Buffalo is a pretty cold place this time of year, but that's not the case for the city's facilities of CUBRC Inc, where engineers are testing the heat resistant materials that will make up the base of NASA's new flagship rocket, the Space Launch System (SLS).
The experts from NASA and CUBRC have been firing versions of the four core stage engines of the SLS and two rocket boosters to ensure that they can withstand the heat of their own power.
After all, NASA loves to boast that the SLS is going to be the most powerful rocket ever created. Designed with an unprecedented lift capacity of 130 metric tons, the rocket will make manned missions even past Mars possible. The next most powerful rocket, SpaceX's Falcon Heavy (also in the developmental stage), can only lift a third of that weight.
However, NASA also knows - to quote Peter Parker's good ol' Uncle Ben - that "with great power comes great responsibility."
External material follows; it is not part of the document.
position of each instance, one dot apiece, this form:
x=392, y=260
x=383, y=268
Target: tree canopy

To ensure that the force of the rocket's boosters don't destroy the craft before it can even ascend, NASA has been running tests of its durability for months, testing everything from acoustic dampening to flawless booster separations.
Now they are ensuring that the booster and engines don't harm themselves when firing. Each test fire only last 50 to 150 milliseconds, but they are fired again and again and again to ensure that the structure can take the stress.
"There's a lot of complex work that goes in to such a short-duration test," Manish Mehta, lead engineer for the SLS Base Heating Test Program, explained in a statement. "The timing of the propulsion systems and shock tunnel have to be precise."
He added that there is no data that the team can fall back on to better prepare the rocket base, because nothing like it has ever flown before.
Still, it should be noted that the engineers aren't foolish enough to use actual SLS rocket engines for these tests. After all, the entire rocket development plan, including construction of the final product, is already costing a whopping $7 billion (USD).
Instead, engineers run these tests with mini-models that are two percent to scale, or 6.5 feet tall.
"What's great about the design of these models is we can run them dozens, even hundreds, of times and reuse most all of the hardware every single time," added Aaron Dufrene, the technical lead at CUBRC.
Still, those hundreds of tests add up, contributing to one more step on our way to the full-sized rocket's first flight in November 2018.